Гортензия без сил опустилась на стул.
— И ты полагаешься на своих чертей? Хочешь торчать в лагере, пока не придут американцы? Ну, знаешь…
Цвейлинг устало махнул рукой.
— Не болтай чепухи! Торчать в лагере? А ты уверена, что я сумею быстро выбраться из лагеря, когда начнется горячка? На этот случай еврейский ублюдок — замечательная штука! Ты не находишь? По крайней мере они будут знать, что я добрый человек.
Гортензия в ужасе всплеснула руками.
— Готгольд, муж мой! Что ты наделал!
Цвейлинга удивило ее волнение.
— Чего тебе еще надо? Все будет в порядке.
— Ну как ты себе все это представляешь? — гневно возразила Гортензия. — Когда придет их час, эти разбойники не станут обсуждать, добрый ли ты человек.
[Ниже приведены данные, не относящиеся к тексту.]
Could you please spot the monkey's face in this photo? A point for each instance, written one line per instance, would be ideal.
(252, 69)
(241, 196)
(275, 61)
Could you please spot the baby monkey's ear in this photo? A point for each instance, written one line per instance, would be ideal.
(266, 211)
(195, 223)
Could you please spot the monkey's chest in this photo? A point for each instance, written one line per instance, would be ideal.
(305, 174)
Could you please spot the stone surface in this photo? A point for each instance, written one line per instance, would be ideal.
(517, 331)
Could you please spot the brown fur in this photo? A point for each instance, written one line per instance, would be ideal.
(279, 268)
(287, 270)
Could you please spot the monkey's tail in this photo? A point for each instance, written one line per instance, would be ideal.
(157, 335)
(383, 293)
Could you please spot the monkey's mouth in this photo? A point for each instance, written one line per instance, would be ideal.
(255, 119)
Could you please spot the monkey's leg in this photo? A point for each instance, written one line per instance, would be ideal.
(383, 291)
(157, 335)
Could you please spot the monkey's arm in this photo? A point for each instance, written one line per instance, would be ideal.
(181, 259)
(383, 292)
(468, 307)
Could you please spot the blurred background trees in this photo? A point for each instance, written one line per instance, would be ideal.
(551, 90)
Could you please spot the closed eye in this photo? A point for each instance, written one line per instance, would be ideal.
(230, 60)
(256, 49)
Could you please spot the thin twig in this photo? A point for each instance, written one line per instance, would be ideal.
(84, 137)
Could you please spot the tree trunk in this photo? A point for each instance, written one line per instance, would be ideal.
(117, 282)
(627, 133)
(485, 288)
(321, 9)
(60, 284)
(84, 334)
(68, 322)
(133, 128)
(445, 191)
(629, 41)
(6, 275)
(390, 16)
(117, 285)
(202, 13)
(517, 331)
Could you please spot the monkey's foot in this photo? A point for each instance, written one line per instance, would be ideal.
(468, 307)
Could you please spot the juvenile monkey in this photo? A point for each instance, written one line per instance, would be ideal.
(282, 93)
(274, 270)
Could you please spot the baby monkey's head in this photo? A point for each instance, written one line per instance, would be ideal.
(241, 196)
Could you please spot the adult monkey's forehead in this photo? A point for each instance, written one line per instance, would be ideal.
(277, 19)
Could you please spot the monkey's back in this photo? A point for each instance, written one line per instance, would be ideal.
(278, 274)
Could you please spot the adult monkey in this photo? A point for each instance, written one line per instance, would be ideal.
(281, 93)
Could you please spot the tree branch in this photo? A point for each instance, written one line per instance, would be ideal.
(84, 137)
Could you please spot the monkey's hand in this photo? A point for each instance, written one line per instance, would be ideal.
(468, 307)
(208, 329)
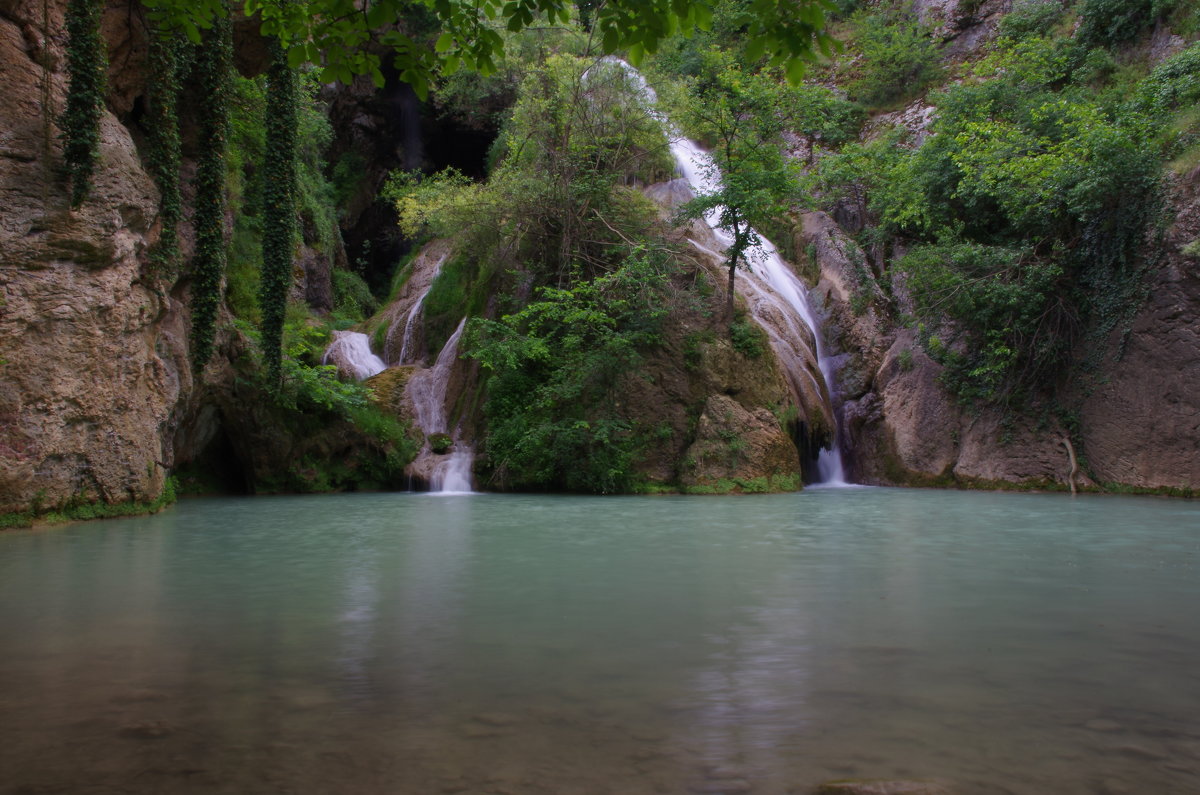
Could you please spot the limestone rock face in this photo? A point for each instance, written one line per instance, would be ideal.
(899, 425)
(87, 383)
(1141, 422)
(1139, 416)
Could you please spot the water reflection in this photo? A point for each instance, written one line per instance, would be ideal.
(402, 643)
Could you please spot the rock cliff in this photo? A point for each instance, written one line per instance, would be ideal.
(91, 370)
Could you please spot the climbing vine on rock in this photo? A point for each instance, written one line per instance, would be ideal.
(166, 63)
(213, 73)
(87, 69)
(279, 203)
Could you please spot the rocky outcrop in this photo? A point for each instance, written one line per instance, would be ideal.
(899, 425)
(88, 382)
(1141, 417)
(738, 449)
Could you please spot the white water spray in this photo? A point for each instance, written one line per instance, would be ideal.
(351, 351)
(427, 390)
(772, 288)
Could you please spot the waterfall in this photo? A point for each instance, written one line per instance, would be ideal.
(351, 352)
(427, 390)
(771, 287)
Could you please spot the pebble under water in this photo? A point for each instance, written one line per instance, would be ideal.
(401, 643)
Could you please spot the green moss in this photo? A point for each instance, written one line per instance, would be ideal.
(459, 291)
(87, 82)
(79, 509)
(762, 484)
(214, 64)
(748, 338)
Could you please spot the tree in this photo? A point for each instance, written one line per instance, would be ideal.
(336, 34)
(743, 117)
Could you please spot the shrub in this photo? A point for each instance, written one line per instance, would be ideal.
(553, 370)
(899, 58)
(1030, 18)
(748, 339)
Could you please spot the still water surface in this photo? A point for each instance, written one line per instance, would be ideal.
(533, 644)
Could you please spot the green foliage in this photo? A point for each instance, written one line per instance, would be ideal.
(561, 202)
(1174, 84)
(821, 114)
(748, 339)
(1109, 23)
(166, 64)
(335, 36)
(553, 414)
(899, 58)
(279, 203)
(353, 300)
(87, 83)
(1026, 213)
(310, 395)
(743, 117)
(214, 64)
(1030, 18)
(83, 509)
(459, 291)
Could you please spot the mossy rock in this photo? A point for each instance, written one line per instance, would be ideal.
(389, 388)
(881, 787)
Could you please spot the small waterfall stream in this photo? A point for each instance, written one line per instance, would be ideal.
(771, 288)
(427, 387)
(351, 352)
(447, 473)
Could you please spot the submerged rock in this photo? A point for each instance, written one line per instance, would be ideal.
(882, 787)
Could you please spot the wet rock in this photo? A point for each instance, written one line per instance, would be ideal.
(738, 447)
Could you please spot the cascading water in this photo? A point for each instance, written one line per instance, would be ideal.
(771, 287)
(447, 473)
(351, 352)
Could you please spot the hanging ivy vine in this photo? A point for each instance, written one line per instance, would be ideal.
(214, 60)
(279, 203)
(166, 61)
(87, 73)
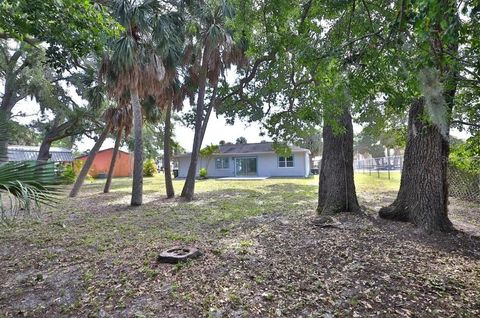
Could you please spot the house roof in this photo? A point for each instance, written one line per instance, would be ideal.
(23, 153)
(108, 149)
(256, 148)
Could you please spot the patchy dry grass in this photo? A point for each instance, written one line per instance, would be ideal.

Они ухлопают тебя, прежде чем появится первый американец. — Она снова всплеснула руками. — Шесть лет мой муж в эсэсовских частях…
Цвейлинг готов был вскипеть. Высмеивать свою принадлежность к эсэсовцам он Гортензии не позволит! Тут он не терпел никакой критики. Но жена бесцеремонно перебила его:
— Ну, а ты думал о том, что будет дальше? А? Если настанут новые времена, чем ты займешься?